Puis elle ajoute calmement :
« Quand l’ennemi voit un pays en guerre civile, il agit. »
Et là encore, Doron Cohen ne contredit pas les faits.
Il admet que les manifestations ont affaibli l’image de cohésion, montré un pays divisé, et offert une lecture dangereuse aux ennemis.
Mais pour lui, cette dynamique reste un accident historique, pas une préméditation.
4. La question de la trahison : un mot, deux visions
Pour Tsouri : nommer, c’est guérir
Hadass Tsouri insiste :
Elle ne parle pas de trahison individuelle façon espion.
Elle parle d’une trahison systémique, structurelle, d’une élite envers le peuple.
Dans son analyse :
Quand on met l’agenda politique intérieur au-dessus de la sécurité,
Quand on ignore des dizaines de signaux d’alerte,
Quand on préfère battre Netanyahu plutôt que protéger Sdérot,
Quand on laisse passer des décisions risquées « parce qu’on sait mieux que le peuple »,
alors oui, dit-elle,
« C’est une trahison de la mission sacrée pour laquelle l’élite existe : protéger le citoyen. »
Pour Cohen : le mot brûle tout ce qu’il touche
Doron Cohen explique sa limite.
Le mot « beygida » en Israël est un cocktail explosif.
Il renvoie à Rabin, à l’incitation meurtrière, à des années où chaque mot pouvait tuer.
Il craint que l’utiliser aujourd’hui transforme la colère légitime en haine interne irréversible.
Il reconnaît une faille systémique, une aberration, une catastrophe stratégique.

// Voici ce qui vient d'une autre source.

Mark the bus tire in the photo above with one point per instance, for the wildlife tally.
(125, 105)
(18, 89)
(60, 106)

Mais il garde une ligne rouge :
« Je peux parler de faillite. Pas de trahison. »
5. Une conclusion impossible : deux visions d’Israël face à face
Le débat n’arrive pas à une synthèse.
Et c’est normal : il reflète deux Israëls, deux manières de vivre la patrie, deux définitions de la responsabilité.
Tsouri appelle à un diagnostic brutal, sans quoi Israël reproduira les mêmes erreurs.
Cohen appelle à une reconstruction prudente, sans quoi Israël se déchirera de l’intérieur.
Orna Yashar, elle, tient le rôle essentiel : celui de maintenir un espace où la parole circule, alors que le pays bascule parfois dans la crispation totale.
Épilogue : après le 7 octobre, l’heure du vrai débat
Ce podcast n’est pas un épisode parmi d’autres.
Il est une radiographie d’Israël en 2024–2025 :
un pays qui cherche la vérité,
un pays qui se méfie de ses institutions,
un pays qui craint la fracture interne,
un pays qui se réveille de ses illusions,
un pays qui doit se réinventer.
Les mots comptent, dit Tsouri.
Ne pas les employer, dit Cohen, compte tout autant.
Et entre ces deux pôles, il reste une certitude :
Israël ne pourra se relever que s’il regarde enfin qui l’a protégé — et qui l’a abandonné — avant le 7 octobre.